M.S. Data Journalism
Journalism in the 21st century involves finding, collecting and analyzing data for storytelling, presentation and investigative reporting. The journalism school offers a Master of Science in Data Journalism for students interested in advanced skills.
"Before coming to Columbia, I didn't know anything about web scraping; I had never used SQL before. Those are all great things to have on your resume, along with anything about Python. I hadn't gone too deep into any of those data programming languages before studying here."
Curriculum

Data Journalism students begin their program in the fall taking foundational computational and data courses as well as courses on the fundamentals of reporting. In the second semester, they continue honing their journalistic skills with Writing with Data and the Data, Computation, Innovation workshop, where they will explore cutting-edge storytelling using data and computation, and take a 15‐week seminar and production course with the Master of Science students. In the final semester, students work on the Master’s Project, a substantive piece of data-driven journalism. They also join the Master of Science students in taking a suite of courses called Journalism Essentials, which covers the business, historical, legal and ethical issues of the field. They also take Storytelling with Data and Data, Computation, Innovation II.
Who Should Apply
The M.S. in Data Journalism provides the hands-on training needed to tell deeply reported data-driven stories in the public interest.
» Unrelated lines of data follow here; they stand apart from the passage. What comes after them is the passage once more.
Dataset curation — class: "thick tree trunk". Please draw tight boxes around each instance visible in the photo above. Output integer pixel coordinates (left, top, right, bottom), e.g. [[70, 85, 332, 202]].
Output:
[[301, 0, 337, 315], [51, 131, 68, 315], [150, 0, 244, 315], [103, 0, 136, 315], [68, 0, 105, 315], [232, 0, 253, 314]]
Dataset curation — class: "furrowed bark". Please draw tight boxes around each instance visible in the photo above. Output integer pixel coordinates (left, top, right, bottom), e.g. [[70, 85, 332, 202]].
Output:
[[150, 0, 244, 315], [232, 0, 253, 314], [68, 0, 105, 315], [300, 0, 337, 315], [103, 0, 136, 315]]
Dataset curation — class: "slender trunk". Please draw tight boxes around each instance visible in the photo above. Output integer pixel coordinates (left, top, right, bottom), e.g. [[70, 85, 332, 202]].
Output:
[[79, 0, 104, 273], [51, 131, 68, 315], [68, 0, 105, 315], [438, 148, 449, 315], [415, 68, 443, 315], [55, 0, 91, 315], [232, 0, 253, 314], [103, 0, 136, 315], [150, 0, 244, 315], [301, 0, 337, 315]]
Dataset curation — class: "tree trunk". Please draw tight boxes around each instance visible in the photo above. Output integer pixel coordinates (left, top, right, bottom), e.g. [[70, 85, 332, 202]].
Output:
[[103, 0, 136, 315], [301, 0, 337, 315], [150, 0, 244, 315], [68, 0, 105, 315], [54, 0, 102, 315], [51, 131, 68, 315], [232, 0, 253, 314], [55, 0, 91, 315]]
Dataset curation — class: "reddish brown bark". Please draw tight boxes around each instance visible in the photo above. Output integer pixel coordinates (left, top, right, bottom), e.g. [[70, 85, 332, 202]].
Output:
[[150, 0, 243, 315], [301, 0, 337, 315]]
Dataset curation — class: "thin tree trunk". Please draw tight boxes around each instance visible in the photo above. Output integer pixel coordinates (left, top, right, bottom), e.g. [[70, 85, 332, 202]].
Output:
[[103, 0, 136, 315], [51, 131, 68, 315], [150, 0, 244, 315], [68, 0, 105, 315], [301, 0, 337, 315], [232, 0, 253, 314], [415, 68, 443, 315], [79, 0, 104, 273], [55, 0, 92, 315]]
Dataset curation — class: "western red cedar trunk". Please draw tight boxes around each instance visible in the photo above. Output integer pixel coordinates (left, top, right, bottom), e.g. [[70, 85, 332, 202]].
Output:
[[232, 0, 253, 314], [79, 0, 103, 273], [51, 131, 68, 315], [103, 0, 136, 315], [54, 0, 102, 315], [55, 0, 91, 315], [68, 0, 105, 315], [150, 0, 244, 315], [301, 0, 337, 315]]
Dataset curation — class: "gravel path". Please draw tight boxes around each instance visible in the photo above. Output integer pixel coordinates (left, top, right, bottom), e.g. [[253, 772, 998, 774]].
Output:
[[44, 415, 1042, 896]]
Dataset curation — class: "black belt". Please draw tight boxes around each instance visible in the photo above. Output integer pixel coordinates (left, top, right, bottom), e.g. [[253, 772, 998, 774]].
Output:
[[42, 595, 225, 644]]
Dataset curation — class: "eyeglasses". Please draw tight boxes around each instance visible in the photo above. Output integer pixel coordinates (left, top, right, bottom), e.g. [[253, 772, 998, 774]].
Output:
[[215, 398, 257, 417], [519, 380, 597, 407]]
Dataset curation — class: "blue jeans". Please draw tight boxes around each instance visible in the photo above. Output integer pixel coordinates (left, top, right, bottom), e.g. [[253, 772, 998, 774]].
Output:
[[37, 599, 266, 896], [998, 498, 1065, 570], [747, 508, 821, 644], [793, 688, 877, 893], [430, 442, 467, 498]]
The current era needs journalists who can extract stories and meaning from data and massive information flows. The program trains students to confidently use data to report compelling stories.
Applicants do not need to have experience with data or computation to enroll in this three-semester program. All students are required to attend foundational courses that allow those with no data experience to hone their skills in data acquisition, extraction and analysis.